Bitcoin Holds Firm as Fed Pauses Rate Hikes, Cites Inflation and Tariff Risks; Market Watches Leadership, Policy Cues
The U.S. Federal Reserve kept its benchmark interest rate unchanged at 4.25%-4.50% for the seventh consecutive meeting, citing persistent inflation and fresh pressures from tariffs as key reasons for delaying rate cuts. Despite previous forecasts, the Fed now projects a more gradual pace of monetary easing, expecting two rate reductions in 2025 and a slower decline in rates through 2027. Inflation expectations have been revised upward, with PCE inflation anticipated at 3% and core PCE at 3.1% in 2025. U.S. GDP growth was revised down to 1.4%, and unemployment is set to rise to 4.5% and remain elevated. Fed Chair Jerome Powell stressed caution, ruling out imminent rate hikes but also emphasizing patience and the need for additional data, especially regarding the impact of tariffs on inflation.
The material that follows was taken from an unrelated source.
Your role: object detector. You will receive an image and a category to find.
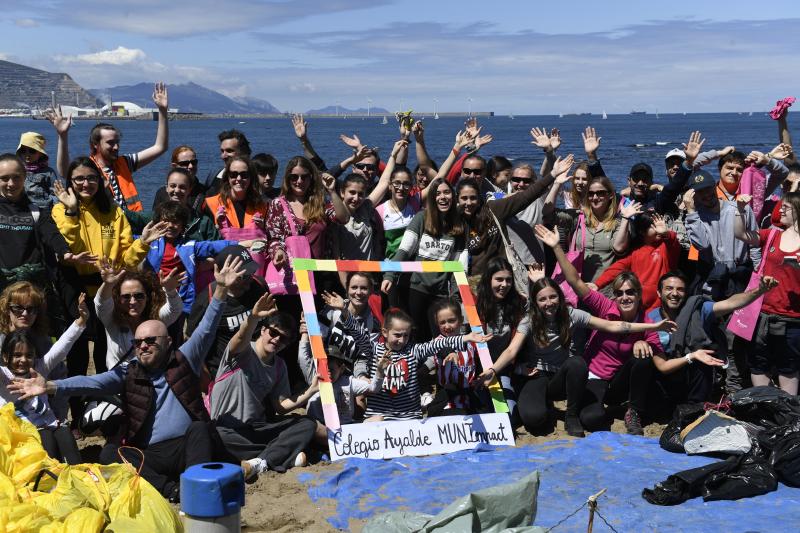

President Trump has intensified criticism of Fed Chair Powell, signaling possible changes in Fed leadership, which analysts warn could inject further volatility if the central bank’s independence is questioned. U.S. equities registered modest gains, while Bitcoin remained steady around $104,200, with little immediate market reaction. For crypto traders, the Fed’s wait-and-see stance and focus on macro risks, such as tariffs and potential central bank policy shifts, signal ongoing uncertainty, likely resulting in range-bound trading for Bitcoin and other major cryptocurrencies in the near term.
Neutral
The Federal Reserve’s decision to maintain interest rates and its cautious outlook, along with upward revisions to inflation and lower growth forecasts, have not produced significant price movement in Bitcoin. The market noted the persistent macro uncertainties, such as tariff impacts and potential central bank leadership changes, but immediate crypto price reaction was muted. Short-term, Bitcoin and other major cryptocurrencies are likely to continue range-bound trading, as investors weigh the Fed’s wait-and-see stance and broader economic headwinds. While increased political rhetoric around the Fed could elevate volatility in the future, there are no current triggers for a clear bullish or bearish move, keeping the market view neutral.